The raw pressure signals that are collected by the hardware system are transmitted to the PC host computer. These raw pressure signals need to be processed by the software system to generate the final useful gait features. We recruit 42 patients with Parkinson’s disease and 93 age-matched normal controls. All of them come from Hospital Affiliated to Institute of Neurology, Anhui University of Chinese Medicine. All subjects took no medications and gave informed consent within 24 h. All of them are asked to walk at their accustomed pace under the supervision of two doctors (Table 3).

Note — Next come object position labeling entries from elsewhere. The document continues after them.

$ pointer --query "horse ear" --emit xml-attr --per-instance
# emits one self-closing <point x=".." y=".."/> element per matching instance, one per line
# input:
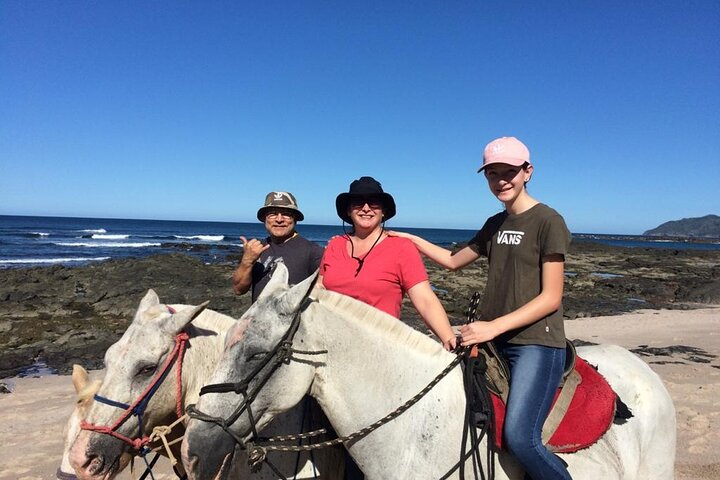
<point x="150" y="299"/>
<point x="181" y="318"/>
<point x="279" y="279"/>
<point x="291" y="300"/>
<point x="79" y="377"/>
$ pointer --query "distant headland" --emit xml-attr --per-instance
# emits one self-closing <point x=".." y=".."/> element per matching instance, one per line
<point x="707" y="227"/>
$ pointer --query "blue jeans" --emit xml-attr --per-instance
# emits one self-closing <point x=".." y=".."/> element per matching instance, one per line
<point x="535" y="374"/>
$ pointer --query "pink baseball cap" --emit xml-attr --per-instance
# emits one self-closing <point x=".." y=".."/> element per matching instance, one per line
<point x="508" y="150"/>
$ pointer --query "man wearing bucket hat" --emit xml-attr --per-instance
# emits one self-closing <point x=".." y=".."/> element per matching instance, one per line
<point x="280" y="214"/>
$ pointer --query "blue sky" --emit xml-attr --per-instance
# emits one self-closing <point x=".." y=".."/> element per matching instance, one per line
<point x="194" y="110"/>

Table 3. Twenty-two gait features

The first step is to obtain footprints (shown in Fig. 6) of each subject by means of signal analysis and an image processing method. Then, we use those footprints to calculate the spatial and temporal features. The spatial and temporal features of all gait parameters come from the UPDRS-III scale, which was proposed by the Rancho Los Amigos (RLA) Medical Center in California, USA. These parameters are as follows: step length, stride length, gait velocity, cadence, stance time, swing time, pre-swing time, gait cycle, and double support time. To consider the gait abnormalities that Parkinson’s disease patients may have when they are turning, we added two additional time features of turning at the two tuning points of the U-shaped walkway. Finally, 22 features were extracted. To increase the number of samples, some of the subjects were required to walk multiple times. The final number of samples is 242 (159 PD samples and 93 normal control samples).

Fig. 6.

Footprints of one normal subject (left) and one PD patient (right)

3.3 Experimental Results

The experiment is divided into two parts. In the first part, we use the PSO algorithm to find the optimal combination of SVM parameters. The default parameters of PSO are set as follows: \( c_{1} = 1.5, c_{2} = 1.7 \), number of particles N = 20, and the number of iterations is set to 100. We use the three-fold cross-validation accuracy of the SVM classifier as the evaluation criterion. Figure 7 shows the fitness line that was obtained. According to the figure, after 100 iterations, the best fitness of the PSO algorithm is 94.8413%. The corresponding parameter values, namely, c = 3.7396 and g = 9.5743, are chosen for the SVM model.

Fig. 7.

Fitness line

In the second experiment, we use the parameters that were acquired by PSO to train the SVM model using ten-fold cross-validation. The examples are randomly divided into 10 subsets of equal size and we train the SVM classification model 10 times. Each time, we choose one subset of the examples for testing and use the other nine subsets for training, and obtain one set of results, which consists of a performance evaluation matrix, accuracy, precision, recall and F-measure. Finally, we average the ten sets of results and treat the average results as the final performance evaluation results, which are shown in Table 4. Comparing to its predecessor model without PSO optimization, the new model’s performance is significantly improved: accuracy, precision, and F-measure are increased by 8.54%, 7.39 and 2.04%, respectively, while recall remains approximately the same at 63.53%.

Table 4. Results

4 Conclusions

In this paper, we extract effective gait features from a U-shaped gait-sensing platform that is based on flexible pressure-sensitive sensors. Then, we nondimensionalize the raw features to eliminate the influence of height on the gait parameters and carry out data preprocessing using max-min normalization. Finally, we construct an SVM classification model, whose parameters are optimized by the PSO algorithm. The accuracy of the model is as high as 95.66%, which indicates that the optimization algorithm can improve the classification performance effectively. Our future work will include determining the prevalence of Parkinson’s disease using a multi-class classification algorithm and collecting more features to improve the performance of the classifier.